Boko Haram rivendica l’attacco in Niger che ha ucciso decine di persone

Almeno 27 morti nell’attacco di sabato nella regione di Diffa, mentre molti altri sono rimasti feriti o segnalati come dispersi.

Il gruppo armato Boko Haram ha rivendicato la responsabilità dell’attacco avvenuto nel fine settimana contro un villaggio in Niger che ha causato almeno 27 morti.

Altre persone sono rimaste ferite e alcune risultano essere disperse nell’assalto di sabato sera a Toumour, nella regione di Diffa, ha dichiarato lunedì un alto funzionario locale.

Testimoni e altri funzionari hanno confermato l’attacco, arrivato poche ore prima delle elezioni municipali e regionali tenutesi domenica in tutto il Niger.

“Informiamo il mondo che siamo responsabili dell’attacco nella città di Diffa nella Repubblica del Niger ieri [sabato]”, ha detto un video di tre minuti inviato all’agenzia di stampa AFP.

Il filmato mostrava un combattente in mimetismo militare e il suo volto avvolto in un turbante, parlando in Hausa, che è ampiamente parlato nella regione.

“Abbiamo effettuato l’attacco con il potere di Allah e il Suo aiuto”, ha detto.

Il gruppo, guidato dall’inafferrabile leader Abubakar Shekau, ha detto che altri cristiani saranno attaccati prima di Natale.

Funzionari locali hanno detto che alcune delle vittime a Diffa sono state uccise e altre bruciate vive all’interno delle loro case.

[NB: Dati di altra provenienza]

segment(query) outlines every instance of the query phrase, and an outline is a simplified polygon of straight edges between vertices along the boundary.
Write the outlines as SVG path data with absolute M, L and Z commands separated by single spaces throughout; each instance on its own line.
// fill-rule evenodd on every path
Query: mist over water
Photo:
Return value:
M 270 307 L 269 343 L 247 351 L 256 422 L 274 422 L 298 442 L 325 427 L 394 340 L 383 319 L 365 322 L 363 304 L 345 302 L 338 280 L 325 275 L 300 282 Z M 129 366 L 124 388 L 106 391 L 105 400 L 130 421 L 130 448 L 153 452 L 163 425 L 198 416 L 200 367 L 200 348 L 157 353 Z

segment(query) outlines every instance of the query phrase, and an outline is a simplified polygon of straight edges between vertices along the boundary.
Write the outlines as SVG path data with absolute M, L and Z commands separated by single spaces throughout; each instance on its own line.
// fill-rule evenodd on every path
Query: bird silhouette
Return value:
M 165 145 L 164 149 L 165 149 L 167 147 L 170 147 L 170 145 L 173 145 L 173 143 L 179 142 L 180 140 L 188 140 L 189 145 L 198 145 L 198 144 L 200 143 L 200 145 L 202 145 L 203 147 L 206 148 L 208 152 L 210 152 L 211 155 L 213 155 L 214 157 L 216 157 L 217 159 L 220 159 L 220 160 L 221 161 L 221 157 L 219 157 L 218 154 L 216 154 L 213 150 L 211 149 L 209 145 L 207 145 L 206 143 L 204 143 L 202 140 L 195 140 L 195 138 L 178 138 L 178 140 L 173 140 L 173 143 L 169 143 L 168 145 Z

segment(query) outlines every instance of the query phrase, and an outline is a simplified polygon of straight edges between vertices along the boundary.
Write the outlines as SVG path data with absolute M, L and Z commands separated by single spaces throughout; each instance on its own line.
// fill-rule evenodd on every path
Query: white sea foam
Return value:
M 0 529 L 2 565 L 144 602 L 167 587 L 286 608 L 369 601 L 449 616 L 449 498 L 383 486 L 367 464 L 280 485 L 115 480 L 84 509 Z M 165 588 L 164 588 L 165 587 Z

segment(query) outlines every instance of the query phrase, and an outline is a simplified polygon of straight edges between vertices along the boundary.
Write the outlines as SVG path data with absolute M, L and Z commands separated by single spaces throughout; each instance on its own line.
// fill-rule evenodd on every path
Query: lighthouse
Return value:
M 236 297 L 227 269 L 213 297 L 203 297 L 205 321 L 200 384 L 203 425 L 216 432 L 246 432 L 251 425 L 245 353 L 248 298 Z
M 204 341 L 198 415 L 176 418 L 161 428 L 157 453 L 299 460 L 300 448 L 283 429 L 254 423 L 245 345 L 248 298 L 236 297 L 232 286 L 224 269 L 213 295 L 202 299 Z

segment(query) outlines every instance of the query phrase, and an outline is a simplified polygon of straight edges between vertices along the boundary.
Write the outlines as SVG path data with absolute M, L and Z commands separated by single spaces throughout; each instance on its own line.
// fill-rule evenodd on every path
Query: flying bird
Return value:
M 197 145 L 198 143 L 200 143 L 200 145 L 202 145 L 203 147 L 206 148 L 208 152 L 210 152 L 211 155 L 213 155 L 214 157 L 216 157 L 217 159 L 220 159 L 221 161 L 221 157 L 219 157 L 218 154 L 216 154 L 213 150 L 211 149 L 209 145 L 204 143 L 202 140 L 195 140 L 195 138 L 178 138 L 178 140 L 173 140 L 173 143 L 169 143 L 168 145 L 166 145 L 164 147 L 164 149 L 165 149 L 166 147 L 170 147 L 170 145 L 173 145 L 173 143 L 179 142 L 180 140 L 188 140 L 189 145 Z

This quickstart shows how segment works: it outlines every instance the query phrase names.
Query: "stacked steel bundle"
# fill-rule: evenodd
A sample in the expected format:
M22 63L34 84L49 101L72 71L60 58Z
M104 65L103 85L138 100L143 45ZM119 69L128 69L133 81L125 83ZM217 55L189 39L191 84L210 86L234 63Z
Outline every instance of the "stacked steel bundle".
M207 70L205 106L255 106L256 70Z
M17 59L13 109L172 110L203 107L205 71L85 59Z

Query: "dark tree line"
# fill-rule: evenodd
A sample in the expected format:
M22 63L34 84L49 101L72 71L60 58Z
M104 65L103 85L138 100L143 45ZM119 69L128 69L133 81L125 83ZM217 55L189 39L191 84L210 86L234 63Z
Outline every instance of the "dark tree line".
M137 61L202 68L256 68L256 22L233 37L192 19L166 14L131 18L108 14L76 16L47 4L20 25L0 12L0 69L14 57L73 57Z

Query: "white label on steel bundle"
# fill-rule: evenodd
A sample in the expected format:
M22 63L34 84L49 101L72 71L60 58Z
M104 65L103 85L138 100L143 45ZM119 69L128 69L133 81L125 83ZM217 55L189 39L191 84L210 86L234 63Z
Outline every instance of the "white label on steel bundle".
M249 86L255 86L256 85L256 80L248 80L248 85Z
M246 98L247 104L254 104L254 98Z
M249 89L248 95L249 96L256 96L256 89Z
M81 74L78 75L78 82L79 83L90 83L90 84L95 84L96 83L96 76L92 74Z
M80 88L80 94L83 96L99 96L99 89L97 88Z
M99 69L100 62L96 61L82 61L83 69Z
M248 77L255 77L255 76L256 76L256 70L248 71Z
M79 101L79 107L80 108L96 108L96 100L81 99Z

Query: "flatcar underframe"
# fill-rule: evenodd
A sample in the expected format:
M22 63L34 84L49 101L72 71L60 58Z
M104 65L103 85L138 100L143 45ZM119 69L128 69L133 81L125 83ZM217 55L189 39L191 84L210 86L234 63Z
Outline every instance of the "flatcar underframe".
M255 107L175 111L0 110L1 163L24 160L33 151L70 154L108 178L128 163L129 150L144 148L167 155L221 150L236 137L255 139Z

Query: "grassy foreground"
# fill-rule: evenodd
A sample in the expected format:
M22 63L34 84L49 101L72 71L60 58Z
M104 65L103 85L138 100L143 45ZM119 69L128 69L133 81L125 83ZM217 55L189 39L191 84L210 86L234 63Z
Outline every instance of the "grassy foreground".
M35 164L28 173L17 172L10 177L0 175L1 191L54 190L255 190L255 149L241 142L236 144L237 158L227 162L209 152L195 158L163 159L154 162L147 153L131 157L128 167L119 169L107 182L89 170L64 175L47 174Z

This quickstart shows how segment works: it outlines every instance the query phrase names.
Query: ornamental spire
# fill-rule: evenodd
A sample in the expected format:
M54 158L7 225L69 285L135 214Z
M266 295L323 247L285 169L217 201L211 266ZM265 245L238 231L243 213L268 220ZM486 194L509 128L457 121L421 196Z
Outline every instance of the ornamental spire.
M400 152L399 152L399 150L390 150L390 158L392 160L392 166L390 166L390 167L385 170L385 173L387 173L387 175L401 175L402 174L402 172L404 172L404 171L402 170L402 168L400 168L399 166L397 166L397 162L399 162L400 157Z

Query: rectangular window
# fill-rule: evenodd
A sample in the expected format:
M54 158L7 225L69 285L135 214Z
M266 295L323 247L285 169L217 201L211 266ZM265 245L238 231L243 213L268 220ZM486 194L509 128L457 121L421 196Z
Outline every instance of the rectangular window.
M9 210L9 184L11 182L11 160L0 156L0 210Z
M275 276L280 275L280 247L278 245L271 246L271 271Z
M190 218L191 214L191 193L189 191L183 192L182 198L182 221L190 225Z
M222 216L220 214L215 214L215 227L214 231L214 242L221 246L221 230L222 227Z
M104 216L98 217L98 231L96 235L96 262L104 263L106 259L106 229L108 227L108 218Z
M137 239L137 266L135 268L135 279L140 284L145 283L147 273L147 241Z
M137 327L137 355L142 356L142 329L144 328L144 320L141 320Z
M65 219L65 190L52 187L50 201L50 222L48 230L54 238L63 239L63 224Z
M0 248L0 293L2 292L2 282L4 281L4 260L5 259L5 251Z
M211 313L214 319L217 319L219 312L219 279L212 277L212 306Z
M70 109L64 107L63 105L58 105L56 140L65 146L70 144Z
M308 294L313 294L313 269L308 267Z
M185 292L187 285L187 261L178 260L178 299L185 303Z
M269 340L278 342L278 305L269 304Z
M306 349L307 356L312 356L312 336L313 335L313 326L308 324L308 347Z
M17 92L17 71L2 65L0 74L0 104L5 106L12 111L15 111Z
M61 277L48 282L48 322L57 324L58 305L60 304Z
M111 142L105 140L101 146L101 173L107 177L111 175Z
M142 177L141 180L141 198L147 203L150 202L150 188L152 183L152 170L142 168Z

“Tra le 800 e le 1.000 case, il mercato centrale e numerosi veicoli sono stati distrutti nell’incendio dato dagli aggressori”.

“Decine di assalitori sono arrivati a Toumour a piedi la sera, dopo aver nuotato nel lago Ciad”.

L’attacco è durato tre ore. “Hanno attaccato per la prima volta la residenza del capo tradizionale, che è riuscito a fuggire”.

“È stato un attacco di ferocia senza precedenti”, ha detto un funzionario locale che ha chiesto di non essere nominato. “Quasi il 60% del villaggio è stato distrutto.”

Gli attacchi di Boko Haram sono iniziati nel 2009 nel nord-est della Nigeria prima di estendersi ai vicini Niger, Camerun e Ciad.

Da allora, più di 36.000 persone sono state uccise in Nigeria e due milioni sono state costrette a fuggire dalle loro case, scatenando una crisi umanitaria nella regione.

È stata formata una coalizione militare regionale per combattere il gruppo terroristico.